Note: The Charge must be forwarded to the ARU to lodge a caveat two (2) weeks after the Charge has been signed.  If the charge is forwarded more than two months have lapsed, the memorandum must indicate the reasons for the delay.

5.4.6 Guidance on exercising the discretion not to take a charge

This is not intended to be exhaustive but the following circumstances could be taken into account when exercising this discretion:

  • it is not appropriate, in all the circumstances, to take a charge, or
  • the applicant and any Financially Associated Person do not have the capacity to understand what is being asked, or
  • where Legal Aid NSW is satisfied that the matter has been conducted in the public interest, and a public benefit will be achieved in conducting the matter.


Capacity will generally only be a concern in criminal law matters because clients in civil and family will have tutor/case guardians. There will be obvious cases in crime where capacity is an issue (not fit to plead) but there will also be other cases where the client may have significant cognitive impairment which can mean they become fixated etc and refuse to sign the charge: where the continued refusal to sign the charge could impact on a person’s right to a fair trial and/or the administration of justice.

When it would not be appropriate in the circumstances to take a charge

This could arise in a variety of circumstances. For example, it could be where the real property has been purchased using money received in reparation for being part of the stolen generation.

What is in the public interest?

The following are guiding principles for determining whether the "public interest" requirement is satisfied:

  • Public interest is something of serious concern common to the public at large or a significant section of the public, such as a disadvantaged or marginalised group.
  • For something to be of “public interest” it must amount to more than a private right or individual interest, although the two may coincide.
  • For something to be of “public interest” it must amount to more than something merely “of interest to the public”, although again, the two may coincide.

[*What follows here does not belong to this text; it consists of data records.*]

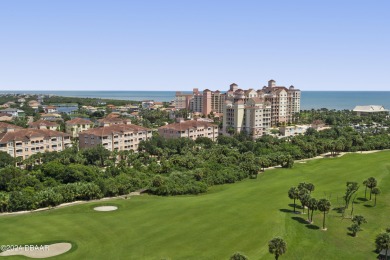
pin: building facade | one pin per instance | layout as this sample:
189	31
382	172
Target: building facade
75	126
115	137
26	142
190	129
43	124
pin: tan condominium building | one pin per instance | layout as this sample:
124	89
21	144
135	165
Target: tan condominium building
115	137
108	121
190	129
5	127
252	116
26	142
285	102
77	125
43	124
202	102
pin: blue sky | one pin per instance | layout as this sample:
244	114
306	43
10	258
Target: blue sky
179	45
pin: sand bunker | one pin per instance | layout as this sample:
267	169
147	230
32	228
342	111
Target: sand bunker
43	251
106	208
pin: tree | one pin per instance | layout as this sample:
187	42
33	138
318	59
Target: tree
376	191
359	219
310	187
277	246
311	205
352	187
324	206
371	183
293	193
238	256
365	182
304	197
382	242
354	228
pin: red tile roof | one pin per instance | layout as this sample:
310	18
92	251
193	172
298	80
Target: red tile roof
43	123
188	125
27	134
108	130
79	121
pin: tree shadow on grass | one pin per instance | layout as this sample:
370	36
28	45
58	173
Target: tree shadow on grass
300	220
311	226
339	209
296	206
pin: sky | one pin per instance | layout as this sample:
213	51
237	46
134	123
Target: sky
180	45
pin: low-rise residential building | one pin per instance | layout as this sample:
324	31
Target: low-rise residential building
369	110
50	109
14	112
5	117
5	127
115	137
77	125
147	104
26	142
51	117
293	130
34	104
190	129
43	124
112	120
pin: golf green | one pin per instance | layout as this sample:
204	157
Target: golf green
229	218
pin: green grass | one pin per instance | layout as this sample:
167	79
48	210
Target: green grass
239	217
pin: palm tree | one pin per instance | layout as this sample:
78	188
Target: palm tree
371	183
312	205
310	187
304	197
238	256
293	193
359	219
382	242
324	206
376	191
354	228
277	246
365	182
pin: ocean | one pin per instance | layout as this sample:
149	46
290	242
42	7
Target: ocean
310	99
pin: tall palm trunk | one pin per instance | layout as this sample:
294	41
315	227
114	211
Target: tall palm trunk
323	223
294	205
311	218
365	193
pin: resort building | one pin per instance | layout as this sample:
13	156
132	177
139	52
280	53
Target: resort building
5	127
115	137
14	112
50	109
369	110
113	120
252	116
285	102
51	117
5	117
26	142
190	129
77	125
43	124
182	101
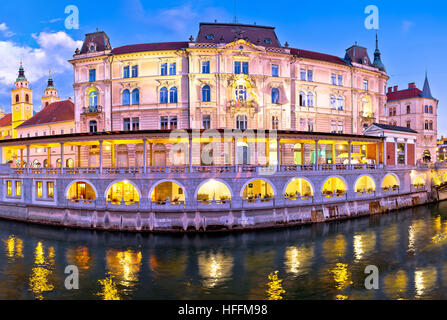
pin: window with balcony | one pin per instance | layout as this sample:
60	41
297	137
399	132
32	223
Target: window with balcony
135	96
134	71
126	97
135	124
173	69
241	122
164	95
164	69
93	126
275	123
205	67
173	95
310	99
126	124
206	121
92	75
275	95
164	123
206	93
173	122
126	72
275	70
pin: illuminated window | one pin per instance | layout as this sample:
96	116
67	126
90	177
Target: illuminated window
39	189
206	93
275	95
135	96
173	95
205	67
163	95
50	189
18	188
9	188
126	97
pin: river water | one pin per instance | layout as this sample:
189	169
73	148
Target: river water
321	261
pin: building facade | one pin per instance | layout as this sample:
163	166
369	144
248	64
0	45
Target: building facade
415	109
231	76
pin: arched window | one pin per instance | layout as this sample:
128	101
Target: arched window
333	106
163	95
93	126
340	103
206	93
173	95
275	95
310	99
302	99
241	93
93	98
241	122
136	96
126	97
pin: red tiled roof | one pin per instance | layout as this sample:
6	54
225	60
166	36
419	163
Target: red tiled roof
150	47
229	32
317	56
6	120
404	94
56	112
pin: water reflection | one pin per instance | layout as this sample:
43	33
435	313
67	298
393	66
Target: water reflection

There may be competing public interests in any one case that have to be weighed against each other.

5.4.7 Calculating whether a charge must be given

Where it is determined that a legally aided applicant will be required to give a Charge over the real property to secure the costs and expense of providing the legal service, Legal Aid NSW will estimate the costs of proceedings by calculating the average costs paid to private lawyers for a particular type of matter.